Gary Becker and Stephen Dubner discuss organ donor markets, applying market price to immigration, US economy

I’m posting here a link to a discussion between Freakonomics co-author Stephen Dubner and Nobel Prize Winning Economist Gary Becker conducted on ExpertInsight.com last week. It’s a 30 minute discussion, amazingly packed with thought provoking questions and discussions. In particular I found very interesting the first video segment which focuses a lot on a market for organ donation and the second video which discusses opening up immigration to anyone who would pay an immigration fee (of say, $50,000).
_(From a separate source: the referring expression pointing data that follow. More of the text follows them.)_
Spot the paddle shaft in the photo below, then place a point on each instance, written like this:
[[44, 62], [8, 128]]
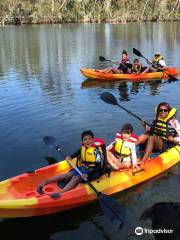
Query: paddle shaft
[[134, 115]]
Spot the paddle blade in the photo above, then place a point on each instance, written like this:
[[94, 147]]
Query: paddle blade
[[50, 142], [112, 210], [138, 53], [108, 98], [101, 58]]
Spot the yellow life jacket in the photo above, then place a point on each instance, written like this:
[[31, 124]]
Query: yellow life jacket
[[137, 68], [162, 127], [120, 150], [87, 155]]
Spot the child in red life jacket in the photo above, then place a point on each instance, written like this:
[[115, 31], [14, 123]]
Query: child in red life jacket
[[91, 163], [122, 152]]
As I watched the videos the key thread is applying markets to solve both economic and social problems. Obviously this should come as no surprise who know Becker’s work and also know that he is a University of Chicago economist. The free marketers have taken a beating over the last couple of years due to the financial meltdown, and it would be a shame of the average person or the politicians take their mistrust for markets too far, as some of the ideas Becker has recently proposed free market solutions to make a lot of sense. In the first and third segments of the interview he talks about applying a free market/pricing to the organ donation market. I’m sure this would dramatically increase the supply and also improve matching in the market as Becker notes.
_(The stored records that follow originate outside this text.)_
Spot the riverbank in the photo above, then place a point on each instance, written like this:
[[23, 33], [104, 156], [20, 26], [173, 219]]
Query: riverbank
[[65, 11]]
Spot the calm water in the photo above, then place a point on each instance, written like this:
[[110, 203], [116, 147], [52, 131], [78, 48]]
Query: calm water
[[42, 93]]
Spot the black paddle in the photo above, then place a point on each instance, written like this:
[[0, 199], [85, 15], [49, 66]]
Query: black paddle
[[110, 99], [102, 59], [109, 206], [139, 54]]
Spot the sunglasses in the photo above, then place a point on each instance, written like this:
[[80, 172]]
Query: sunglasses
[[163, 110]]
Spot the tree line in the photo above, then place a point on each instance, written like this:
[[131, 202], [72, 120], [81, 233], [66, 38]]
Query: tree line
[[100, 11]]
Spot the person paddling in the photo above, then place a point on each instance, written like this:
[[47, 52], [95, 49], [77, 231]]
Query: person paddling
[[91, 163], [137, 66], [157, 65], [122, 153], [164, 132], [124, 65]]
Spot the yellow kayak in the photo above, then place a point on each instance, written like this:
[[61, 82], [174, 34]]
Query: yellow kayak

He also proposes that a price be set to immigration, something like $50,000 to immigrate to the US; and that loan programs be put in place to allow immigrants who benefit from the better opportunities to pay some of that back to the US. He notes that this would both reduce objection to immigration from the public (because it will provide tax revenue) as well as making immigration more beneficial by bringing on average higher-skilled immigrants.

He mentions among the greatest achievements of economics the move towards free trade, the notion that price controls are bad, and the realization (though many thought the opposite for a time) that communism would not succeed as an economic system.

One thing I find distinctly absent in the conversation is the concept of equity aside that of economic efficiency. I think the work of economics in general has done a much better job in solving the problem of creating economic efficiency than they have in that of economic equity. The easy response to that is to solve for efficiency and then redistribute, but redistribution tends to be a much harder political task (at least in the US, and more certainly across international borders).

I’ve personally always thought of the current format of US immigration policy (or lack thereof) as a form of wealth distribution from the US to poorer countries, as our formal international aid is so meager (remittances end up being a form of international aid). Trade barriers are a very inefficient way (but still a way) to create a more equitably compensated labor force (though this may not benefit the poor/working class overall if they pay more for the protected goods). I think most economists feel more comfortable discussing economic efficiency than equity is that they can all agree that a bigger pie is better, and how the pie is cut up is a more philosophical discussion. Still – we know that only the very upper echelons of society in the US are better off now then they were 30 years ago, even with tremendous economic growth. If I had my 30 minutes with Gary Becker – I think I’d ask him about what level of equity he thinks is fair, and the best way – from both an economic theory/policy and political standpoint – to achieve it.